For some students, a bottle of wine and a nice dinner make a good Valentine’s Day. For others this year, it’s peanuts and Cracker Jacks.
Some valentines are taking it out to the ball game, as Feb 14. happens to fall on Tiger baseball’s opening night.
Dakota Conravey, finance senior, and Kelsey Schexnayder, marketing senior, are embracing the coincidence by celebrating their first Valentine’s Day together in Alex Box Stadium.
“I’ve actually never been to opening day,” Conravey said. “This will be [Schexnayder’s] fourth opening day, so I said ‘This is what we’ll be doing’ and we got tickets in the grandstands.”
Conravey said their Valentine’s Day meal would be chicken tender baskets at the game, rather than the typical sit-down dinner date, although they might go out to dinner Saturday.
Schexnayder said the two have been on several dates to sporting events, including Pelicans and Saints games as well as LSU events.

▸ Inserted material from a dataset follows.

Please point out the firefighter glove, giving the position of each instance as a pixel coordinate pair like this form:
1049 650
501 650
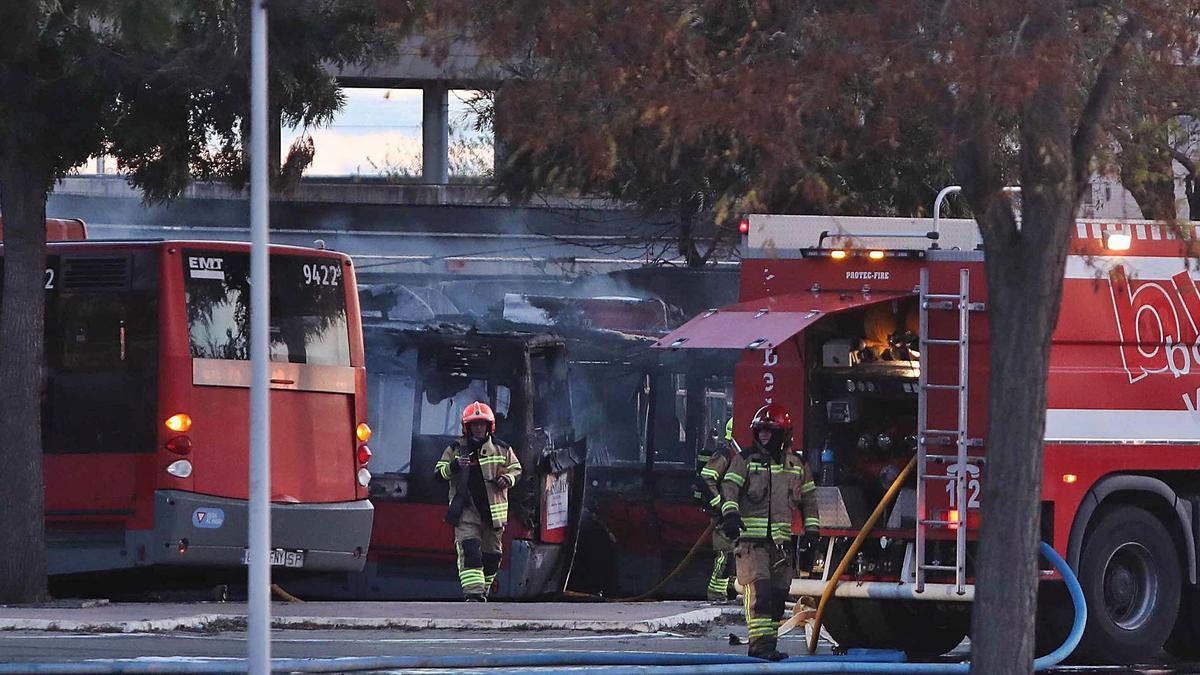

“You get to see another side of the person,” Schexnayder said. “Dakota’s competitiveness really comes out.”
Romance and athletics seem effective ingredients in a modern love potion, as Hunter Geisman, LSU ticket office coordinator, can attest.
Geisman proposed to his wife, Cami Geisman, at a basketball game in December of 2008.
“We always went to a lot of sporting events together in college,” Cami Geisman said. “That was a part of our relationship.”
Cami said when they were juniors at the University, she signed Hunter up for one of the fan activities on the court during a basketball game while he was in the bathroom. So when she was asked to participate in one of the events two years later on the night they were engaged, she knew he had a part in it.
“When I was leaving the court after the event, he was right on the edge of the court, down on one knee,” Cami said. “I remember the student section cheering, and he had bought tickets for my entire family so they were cheering from the upper deck.”
The couple married in 2009.
Cami said they went on a lot of gameday dates while they were in college because they were usually free for students, and they both loved sports.
“I can imagine it would not be fun for a girl who didn’t like watching sports,” Cami said. “But we like them.”